Não tem razão o recorrente.

Logo que, no decurso do inquérito, tomarem conhecimento da existência de eventuais lesados, as autoridades judiciárias e os órgãos de polícia criminal devem informá-los da possibilidade de deduzirem pedido de indemnização civil em processo penal e das formalidades a observar (artº 75 do CPP). Este preceito – art 75º coloca os interessados em indemnização civil a par dos direitos que lhe assistem no âmbito do processo penal e da forma como os podem exerce.

O artº 74 do CPP consagra três regras fundamentais: a legitimidade para a dedução do pedido de indemnização cível; amplitude da intervenção processual do lesado e posição processual dos demandados e intervenientes.

No que aqui interessa temos o nº 1 do artº 74 que estipula que “O pedido de indemnização civil é deduzido pelo lesado, entendendo-se como tal a pessoa que sofreu danos ocasionados pelo crime, ainda que se não tenha constituído ou não possa constituir-se assistente”.

Portanto, daqui se retira que a legitimidade para a dedução do pedido de indemnização civil depende, apenas, da existência e do conhecimento de um lesado e não já da existência do sujeito processual assistente.

Aliás é de notar que se o lesado for também assistente, poderá intervir no campo processual penal, mas na qualidade de assistente e não de lesado.

No caso vertente, estamos perante crimes de natureza semi-pública em que, portanto, não é obrigatória a constituição de assistente para o exercício da acção penal.

Por seu lado o artº 77 dispõe:

1. “Quando apresentado pelo Ministério Público ou pelo assistente, o pedido é deduzido na acusação ou, em requerimento articulado, no prazo em que esta deve ser formulada”.

(Portanto, quando o pedido de indemnização civil em processo penal é deduzido pelo Mº Pº ou pelo assistente, como tal já constituído deve sê-lo na própria acusação ou, em requerimento articulado, no prazo em que esta deve ser formulada.

2. “O lesado que tiver manifestado o propósito de deduzir pedido de indemnização civil, nos termos do nº 2 do artº 75º, é notificado do despacho de acusação, ou, não o havendo, do despacho de pronúncia, se a ele houver lugar, para, querendo, deduzir, pedido, em requerimento articulado, no prazo de 20 dias”.

No caso “sub júdice” o recorrente manifestou o propósito de deduzir pedido de indemnização civil.
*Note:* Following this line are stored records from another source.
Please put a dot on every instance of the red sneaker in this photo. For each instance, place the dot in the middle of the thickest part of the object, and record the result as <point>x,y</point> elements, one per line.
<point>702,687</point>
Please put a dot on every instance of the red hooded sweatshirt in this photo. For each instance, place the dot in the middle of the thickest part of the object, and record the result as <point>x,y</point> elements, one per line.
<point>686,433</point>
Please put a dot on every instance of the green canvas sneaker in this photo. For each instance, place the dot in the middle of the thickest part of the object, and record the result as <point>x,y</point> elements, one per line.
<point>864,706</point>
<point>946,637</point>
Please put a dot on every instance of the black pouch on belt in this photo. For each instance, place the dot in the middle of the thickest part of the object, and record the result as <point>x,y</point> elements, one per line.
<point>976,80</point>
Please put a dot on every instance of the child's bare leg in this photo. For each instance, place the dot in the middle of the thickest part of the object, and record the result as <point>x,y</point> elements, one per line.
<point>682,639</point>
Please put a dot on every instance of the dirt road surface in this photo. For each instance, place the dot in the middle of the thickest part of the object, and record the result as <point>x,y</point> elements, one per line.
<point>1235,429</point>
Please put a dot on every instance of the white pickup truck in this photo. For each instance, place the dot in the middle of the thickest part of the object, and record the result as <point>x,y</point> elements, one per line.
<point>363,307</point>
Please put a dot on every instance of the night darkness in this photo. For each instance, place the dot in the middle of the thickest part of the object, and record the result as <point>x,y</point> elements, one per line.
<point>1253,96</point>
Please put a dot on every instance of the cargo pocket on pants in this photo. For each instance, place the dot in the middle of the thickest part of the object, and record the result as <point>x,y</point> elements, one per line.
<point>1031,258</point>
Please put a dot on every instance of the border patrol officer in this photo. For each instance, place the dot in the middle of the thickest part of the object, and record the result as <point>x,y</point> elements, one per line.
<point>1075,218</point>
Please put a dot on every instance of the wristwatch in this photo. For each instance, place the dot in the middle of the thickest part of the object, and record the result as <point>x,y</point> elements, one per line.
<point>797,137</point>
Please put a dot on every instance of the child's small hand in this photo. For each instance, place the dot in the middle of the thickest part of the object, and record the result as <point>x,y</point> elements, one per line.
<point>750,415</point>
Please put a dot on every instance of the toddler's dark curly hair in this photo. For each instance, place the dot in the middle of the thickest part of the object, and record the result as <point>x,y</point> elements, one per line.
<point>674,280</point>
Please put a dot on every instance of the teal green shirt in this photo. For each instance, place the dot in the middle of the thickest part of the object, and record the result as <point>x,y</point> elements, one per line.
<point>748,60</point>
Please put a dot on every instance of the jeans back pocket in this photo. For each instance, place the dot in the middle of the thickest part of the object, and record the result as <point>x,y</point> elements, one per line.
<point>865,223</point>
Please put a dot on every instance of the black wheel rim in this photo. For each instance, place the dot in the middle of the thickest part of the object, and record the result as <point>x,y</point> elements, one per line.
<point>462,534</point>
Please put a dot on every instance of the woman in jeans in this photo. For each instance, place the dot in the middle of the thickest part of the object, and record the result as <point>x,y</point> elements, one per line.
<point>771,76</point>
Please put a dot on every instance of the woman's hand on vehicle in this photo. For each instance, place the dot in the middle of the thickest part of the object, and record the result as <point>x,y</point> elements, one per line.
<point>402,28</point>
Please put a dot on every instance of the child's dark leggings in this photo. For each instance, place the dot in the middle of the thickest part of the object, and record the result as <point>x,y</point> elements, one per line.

Assim, foi devidamente notificado do despacho de acusação e, para, querendo, deduzir pedido de indemnização civil no prazo de 20 dias – em 26/01/2009.

O recorrente só em 2/02/2009 é que requereu a sua constituição como assistente. Foi admitido a intervir nessa qualidade a 1/04/2009.

O recorrente, ao ser admitido como assistente tem que aceitar o processo no estado em que está, obedecendo aos prazos impostos por lei, não os tentando moldar á sua medida.

Considerando a data da notificação da acusação 26/01/2009 e a da apresentação em juízo do pedido de indemnização civil – 22/04/2009 temos que concluir que há muito se encontrava ultrapassado o prazo de 20 dias estipulados por lei.

Assim bem andou a Sra Juiz ao não admitir o pedido de indemnização civil.

Termos em que se nega provimento ao recurso.

Custas pelo recorrente fixando-se a taxa de justiça em 6 ucs.